Minister of Communications, Innovation and Digital Economy, Bosun Tijani, announced the plan on Monday at a workshop in Abuja organized with the Nigerian Postal Service, NIPOST. He met with NIPOST Chief Executive Tola Odeyemi and security agency officials to review how the codes can improve coordination during emergencies and strengthen national security.
Tijani said the National Digital Alphanumeric Postcode System will make sure every Nigerian, business, and location can be found and linked within the country’s digital space. He described the project as one of the five major legacies his ministry has pursued in the last three years, along with Project BRIDGE for 90,000km of fibre cable, NUCAP to connect 20 million people through 3,700 telecom towers, the Nigeria Data Exchange, and ongoing work to build Nigeria’s artificial intelligence capacity.
The country has run a six-digit postcode since 1986, but most streets and buildings lack names or numbers, so the system barely functions.
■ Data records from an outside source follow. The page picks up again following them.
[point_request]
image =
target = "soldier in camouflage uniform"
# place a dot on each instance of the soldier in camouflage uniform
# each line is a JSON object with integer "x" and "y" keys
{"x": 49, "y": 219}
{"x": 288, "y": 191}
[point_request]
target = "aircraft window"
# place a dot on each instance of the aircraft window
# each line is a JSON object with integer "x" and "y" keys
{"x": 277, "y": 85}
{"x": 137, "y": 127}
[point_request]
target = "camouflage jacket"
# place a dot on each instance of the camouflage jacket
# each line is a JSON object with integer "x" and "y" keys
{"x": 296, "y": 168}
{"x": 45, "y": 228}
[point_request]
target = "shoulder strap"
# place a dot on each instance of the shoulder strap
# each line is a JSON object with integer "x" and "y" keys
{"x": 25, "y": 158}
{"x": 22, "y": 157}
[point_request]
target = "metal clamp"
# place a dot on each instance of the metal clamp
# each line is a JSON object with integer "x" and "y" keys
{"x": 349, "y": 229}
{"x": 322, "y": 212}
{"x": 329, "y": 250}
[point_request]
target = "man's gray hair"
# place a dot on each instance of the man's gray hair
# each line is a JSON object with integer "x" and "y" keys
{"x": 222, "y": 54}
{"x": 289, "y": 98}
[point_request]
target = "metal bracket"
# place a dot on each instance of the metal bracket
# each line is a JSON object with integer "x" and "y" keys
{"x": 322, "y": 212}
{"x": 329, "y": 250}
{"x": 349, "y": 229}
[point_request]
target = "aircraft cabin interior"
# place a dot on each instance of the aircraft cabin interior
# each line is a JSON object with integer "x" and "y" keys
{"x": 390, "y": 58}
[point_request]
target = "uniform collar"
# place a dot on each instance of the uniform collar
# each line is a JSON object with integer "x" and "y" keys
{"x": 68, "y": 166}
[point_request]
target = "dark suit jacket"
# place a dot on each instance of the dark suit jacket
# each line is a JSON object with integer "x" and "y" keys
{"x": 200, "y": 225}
Plans to modernize it first appeared in 2009 under late President Umaru Musa Yar’Adua but stalled. Since then, NIPOST tested what3words in 2017 and launched address verification tools in 2018, while Google introduced Plus Codes in 2020. None of them fixed the basic problem.
This time, progress looks more real. In March the Federal Executive Council approved a version powered by geographic information systems. Since then, NIPOST has been checking computer-generated boundaries against what actually exists on the ground, comparing crowded areas like Lagos’ Mushin with less built-up parts of Abuja. The October launch will start in a few states and local governments, not across the whole country at once.
According to Odeyemi, the challenge ahead is getting people to use the system, not building it. She told participants that awareness must now turn into action. Tijani said consultations with more stakeholders will continue before the official rollout, and he expects the new addresses to transform how services are delivered across Nigeria.